The rescue was among five during a busy 24 hours for the team.

The first was on Sunday afternoon when a woman from the Stockport area who suffered a knee injury on Place Fell. She was treated at the scene and stretched to the valley bottom. A team spokesperson said: “The woman and her partner had quite rightly planned a walk so that they would get off the mountain before the forecast heavy rain and cloud arrived from the North, but the injury slowed them down and unfortunately the first rescue was undertaken as the weather front passed through.

The pair got stuck at the 'awkward step' on Striding Edge. Photo: Bob Smith/grough

The pair got stuck at the 'awkward step' on Striding Edge. Photo: Bob Smith/grough

“As we were placing the woman into one of our four Land Rover ambulances the team was alerted by the police to two young walkers who had become stuck on a narrow ledge on a difficult section of Striding Edge on Helvellyn.

“This rescue was finally completed late on Sunday evening and team members returned home wet and tired in the dark.”

The following day, as team members were making their way off Dove Crag after the man was winched into the helicopter, another callout came in.

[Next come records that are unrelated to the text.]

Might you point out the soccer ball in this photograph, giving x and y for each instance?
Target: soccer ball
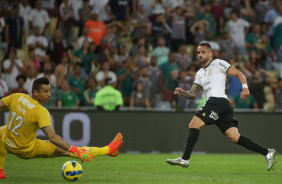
(72, 170)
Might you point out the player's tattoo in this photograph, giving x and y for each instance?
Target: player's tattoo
(193, 93)
(55, 139)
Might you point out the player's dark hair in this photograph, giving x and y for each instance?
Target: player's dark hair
(206, 44)
(38, 83)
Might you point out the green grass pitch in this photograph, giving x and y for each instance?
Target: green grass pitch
(148, 169)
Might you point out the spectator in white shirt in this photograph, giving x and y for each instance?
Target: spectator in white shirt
(39, 17)
(38, 42)
(83, 37)
(12, 67)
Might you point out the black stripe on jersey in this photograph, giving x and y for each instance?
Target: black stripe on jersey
(209, 64)
(198, 85)
(228, 68)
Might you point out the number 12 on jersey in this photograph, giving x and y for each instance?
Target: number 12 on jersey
(19, 119)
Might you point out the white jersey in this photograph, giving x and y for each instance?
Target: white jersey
(213, 78)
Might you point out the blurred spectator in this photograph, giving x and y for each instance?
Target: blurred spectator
(170, 70)
(85, 57)
(158, 7)
(77, 82)
(57, 46)
(25, 10)
(184, 82)
(261, 8)
(66, 21)
(32, 61)
(55, 98)
(217, 10)
(39, 17)
(21, 79)
(38, 42)
(138, 97)
(246, 11)
(63, 70)
(134, 49)
(227, 44)
(141, 24)
(270, 17)
(257, 85)
(156, 77)
(108, 98)
(210, 17)
(84, 14)
(126, 78)
(82, 38)
(238, 28)
(182, 58)
(277, 92)
(161, 51)
(144, 78)
(47, 71)
(97, 29)
(239, 103)
(90, 92)
(68, 97)
(198, 29)
(4, 90)
(278, 41)
(12, 67)
(117, 9)
(160, 28)
(100, 5)
(140, 60)
(15, 32)
(253, 38)
(30, 77)
(178, 26)
(105, 73)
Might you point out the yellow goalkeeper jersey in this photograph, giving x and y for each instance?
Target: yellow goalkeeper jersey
(26, 115)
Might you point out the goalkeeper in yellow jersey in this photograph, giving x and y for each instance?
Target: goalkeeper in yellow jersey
(26, 115)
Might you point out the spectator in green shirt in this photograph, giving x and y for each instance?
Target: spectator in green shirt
(68, 97)
(77, 82)
(108, 98)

Mr Rippon said: “As the team were descending back to the valley a second emergency incident came through from the police, this time a crashed glider on the Old Coach Road. The pilot had sustained a broken wrist on landing.

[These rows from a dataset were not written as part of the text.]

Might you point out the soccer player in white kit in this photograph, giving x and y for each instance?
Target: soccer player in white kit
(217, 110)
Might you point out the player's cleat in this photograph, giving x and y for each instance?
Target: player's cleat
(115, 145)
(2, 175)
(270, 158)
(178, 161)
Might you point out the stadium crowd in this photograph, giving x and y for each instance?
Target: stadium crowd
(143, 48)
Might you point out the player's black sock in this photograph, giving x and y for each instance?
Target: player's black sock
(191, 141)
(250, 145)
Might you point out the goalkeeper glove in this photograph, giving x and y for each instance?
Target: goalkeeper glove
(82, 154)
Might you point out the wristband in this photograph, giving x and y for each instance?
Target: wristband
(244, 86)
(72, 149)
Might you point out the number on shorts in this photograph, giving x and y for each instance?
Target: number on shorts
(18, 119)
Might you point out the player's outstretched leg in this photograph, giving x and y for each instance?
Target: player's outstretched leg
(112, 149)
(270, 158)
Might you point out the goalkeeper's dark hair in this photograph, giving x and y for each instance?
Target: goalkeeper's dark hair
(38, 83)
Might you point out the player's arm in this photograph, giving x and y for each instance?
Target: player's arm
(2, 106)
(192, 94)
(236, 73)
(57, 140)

“Team members and the Great North Air Ambulance attended this incident.

“A little while later another call, this time for a man in his 70s who was suffering from chest pain near to Pooley Bridge. Team members went to his aid and he was safely transferred to an ambulance. By 3pm the rescues were over and so was the working day for most.

Team leader Mike Blakey added: “All mountain rescue teams are entirely voluntary and team members have day jobs.

“When rescues run one after another like this it can place a burden on the team, their families and their work. Sometimes incidents are completely avoidable if the weather forecast is considered properly before venturing out.

“The use of technology in the mountains can be a real aid to those who need help and the team’s whose job it is to rescue them. I would like to take the opportunity to remind everyone of a few basic guidelines for those venturing into the mountains this summer.

  • Check the weather forecast and plan your route according to your experience. Remember that the weather is often much more serious on the fell and once you’re in the cloud it’s easy to be become disorientated unless you know how to navigate safely
  • If you call a rescue team and they don’t get back to you within 15 minutes, dial 999 again and ask to be patched back to the rescue team. Sometimes the police and rescue teams are unable to call you back as your call may have initially come through as roaming 999 call. They will often want more information about what’s happened and where you are
  • If you have contacted the emergency services you must save your battery life on your phone for essential calls between the rescue team and yourself. Do not use your phone for anything else and do not phone other people. You need to keep the line free for the rescue team. I cannot stress enough that this may save your life.

“Enjoy the rest of the busy school holidays and be safe.”